I've researched a good bit. Vygotsky would say it's awesome for capitalizing on the social nature of learning, and if I may speak for Sr. Krashen, it's also pretty nifty in how it helps lower ye olde affective filter. And everyone seems to agree that blogs increase engagement and motivation. Plus technology = awesome, especially with video and hyperlinks and all sorts of cool interactivity going on.
There are two ways to set up class blogs: one big blog for everyone to post on, or each with their own blogs. Me, I like for them to have their own blogs, in part because I require their Spanish blogs to have a theme and some sort of unity to them, and in part because it's fun to play with the presentation: that's part of the blogging experience. This means I can aggregate them in different ways according to my purposes, too.
These are three main tools I use for blog management:
I use Google Reader for grading (as previously posted). This means not only that I can check assignments from my smart phone, but also that I can keep a running tally of who has completed the week's post as they come in. As soon as a new post is added to my queue, I put a check mark by their name on the roster, so I know they've submitted something, and I can easily spot who has not done so by the appointed hour, and I can then get on the horn to Mom/Dad/Guardian.

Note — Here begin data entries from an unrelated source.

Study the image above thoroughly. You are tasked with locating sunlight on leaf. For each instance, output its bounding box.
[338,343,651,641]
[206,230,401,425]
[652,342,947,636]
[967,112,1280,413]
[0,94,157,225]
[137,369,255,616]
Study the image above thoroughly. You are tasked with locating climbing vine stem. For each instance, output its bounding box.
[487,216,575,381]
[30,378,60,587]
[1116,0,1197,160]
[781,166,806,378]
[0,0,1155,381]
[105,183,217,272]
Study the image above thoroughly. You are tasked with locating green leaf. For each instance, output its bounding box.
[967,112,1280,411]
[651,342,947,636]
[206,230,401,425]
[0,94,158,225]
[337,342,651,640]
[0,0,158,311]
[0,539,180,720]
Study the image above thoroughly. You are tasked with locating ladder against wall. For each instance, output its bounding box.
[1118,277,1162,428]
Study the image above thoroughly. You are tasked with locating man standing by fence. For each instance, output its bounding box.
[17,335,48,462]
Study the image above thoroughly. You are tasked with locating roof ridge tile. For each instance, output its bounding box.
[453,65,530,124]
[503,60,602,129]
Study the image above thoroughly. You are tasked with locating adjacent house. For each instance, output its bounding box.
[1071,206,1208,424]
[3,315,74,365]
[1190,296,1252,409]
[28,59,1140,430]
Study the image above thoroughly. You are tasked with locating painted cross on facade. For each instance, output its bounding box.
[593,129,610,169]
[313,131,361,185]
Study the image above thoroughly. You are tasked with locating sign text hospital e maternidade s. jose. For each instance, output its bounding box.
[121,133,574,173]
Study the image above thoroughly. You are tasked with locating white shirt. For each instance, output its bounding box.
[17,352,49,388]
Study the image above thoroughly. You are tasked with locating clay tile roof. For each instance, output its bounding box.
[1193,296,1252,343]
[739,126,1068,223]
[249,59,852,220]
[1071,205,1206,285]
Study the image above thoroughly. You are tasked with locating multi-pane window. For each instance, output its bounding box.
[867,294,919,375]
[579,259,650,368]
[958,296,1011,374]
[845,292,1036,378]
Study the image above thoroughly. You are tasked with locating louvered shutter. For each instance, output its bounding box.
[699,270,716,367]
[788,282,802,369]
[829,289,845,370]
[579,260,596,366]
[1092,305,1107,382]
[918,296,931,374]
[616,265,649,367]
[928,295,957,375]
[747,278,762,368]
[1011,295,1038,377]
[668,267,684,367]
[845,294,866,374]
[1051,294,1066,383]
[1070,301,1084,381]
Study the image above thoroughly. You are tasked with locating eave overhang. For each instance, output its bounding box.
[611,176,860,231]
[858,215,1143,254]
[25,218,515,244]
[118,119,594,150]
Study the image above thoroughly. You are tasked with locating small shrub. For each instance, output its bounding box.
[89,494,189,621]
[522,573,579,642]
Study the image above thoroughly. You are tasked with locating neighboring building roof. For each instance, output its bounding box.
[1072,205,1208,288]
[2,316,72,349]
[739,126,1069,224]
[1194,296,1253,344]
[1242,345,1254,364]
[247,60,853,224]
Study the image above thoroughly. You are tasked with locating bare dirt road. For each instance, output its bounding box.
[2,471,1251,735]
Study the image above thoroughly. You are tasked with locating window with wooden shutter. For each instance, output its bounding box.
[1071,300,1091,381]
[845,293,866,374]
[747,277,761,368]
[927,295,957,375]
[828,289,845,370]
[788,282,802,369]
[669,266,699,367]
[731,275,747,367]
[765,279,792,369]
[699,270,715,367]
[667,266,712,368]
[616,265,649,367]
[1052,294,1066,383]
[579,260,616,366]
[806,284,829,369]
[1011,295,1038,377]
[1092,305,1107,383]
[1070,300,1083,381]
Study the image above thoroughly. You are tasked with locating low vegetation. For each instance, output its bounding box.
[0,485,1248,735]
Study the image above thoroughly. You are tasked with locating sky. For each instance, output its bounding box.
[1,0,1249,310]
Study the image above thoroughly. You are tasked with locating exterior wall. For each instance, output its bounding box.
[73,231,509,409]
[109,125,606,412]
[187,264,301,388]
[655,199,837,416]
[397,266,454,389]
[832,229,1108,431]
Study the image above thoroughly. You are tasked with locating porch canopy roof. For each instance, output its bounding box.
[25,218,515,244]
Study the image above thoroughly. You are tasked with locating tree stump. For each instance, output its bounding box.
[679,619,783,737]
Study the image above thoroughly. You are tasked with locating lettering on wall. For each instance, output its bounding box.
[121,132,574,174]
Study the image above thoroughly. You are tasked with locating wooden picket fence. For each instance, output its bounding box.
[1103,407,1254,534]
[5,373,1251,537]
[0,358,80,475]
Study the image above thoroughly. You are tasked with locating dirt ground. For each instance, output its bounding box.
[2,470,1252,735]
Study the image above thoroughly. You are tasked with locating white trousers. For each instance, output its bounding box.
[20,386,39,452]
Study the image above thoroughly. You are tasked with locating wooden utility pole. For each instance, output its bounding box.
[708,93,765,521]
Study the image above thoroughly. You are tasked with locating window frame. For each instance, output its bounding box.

Of course my students blog on Blogger because they already have Google accounts, and it's pretty user-friendly and easy to customize. This also makes it easy for me to collect posts I want their classmates to see. I require my students to comment on each other's blogs weekly (my research suggests that leaving it as an option means it ain't gonna happen). I also like to reward people who do a good job and produce something interesting. So I created Blogs de la semana as a place to collect the good stuff and publicize it a little, maybe give classmates something worth commenting on if they're having a hard time choosing. When I see a post I like, I simply re-blog it using the little icon Blogger puts at the bottom of posts, add a little blurb about why I like it, and voila! Instant aggregation of good stuff. A catch: if they choose the "Dynamic Views" style, the little re-blog button is gone. This means either copious copy-pasting or a bit of benevolent dictating.
I also just started COMPASS Review Help for my COMPASS Test review mini-class. The purpose of this blog is still to aggregate examples from class, but to seek suggestions. Some students are not going far enough with their inferences and have a very shaky grasp on tone and organization. Therefore, I'm plucking out their posts and tagging them with what needs work. So students can see the parts where they got things right while they're seeing what's wrong and analyzing the problem. And even if they're seeing something they got wrong too, I'm thinking that seeing someone get it wrong a different way could help them pinpoint the source of their own confusion. Heck, since we're going to dig into conjugation in Spanish I pretty soon, I think I might make a blog-of-blogs to collect posts where students need to go back and change some verb forms! While I'm at it, I might also collect things that need a second look at past tense usage for Spanish II to go over and make suggestions on! (Extra credit if people go back and actually change their posts and highlight what they changed?) Yay peer revision!
But I want more than just the blogs that I choose to get some response, so I collect the links for each student blog on a Symbaloo webmix and assign a representative symbol (like so) so that students can choose which blog to peruse based on their interests for commenting purposes. This is also handy for double-checking when it appears someone has not blogged for the week, as I arrange them alphabetically by author's last name.
I suppose you could also say I use Schoology for blog management, in that I record grades there and use it for collecting students' comments. Each week, there is an assignment to comment, and each week, students must post which post they commented on directly to the comment section of that assignment on Schoology, including 1) the name of the author, 2) the name of the blog, 3) the name of the post, and 4) the actual link to the post they commented on. I have noticed that the posts that are among the first commented on that week tend to have multiple comments, so this also seems to help get the word out about classmates' blogs.
Collecting comments is, however, an area where I would be open to suggestions on how to do it more efficiently. Maybe make all students authors on another re-blog-blog? A way to keep track of my own comments would be cool, too, because I usually forget to check to see if/when students reply to me. Is there some kind of RSS feeder for this?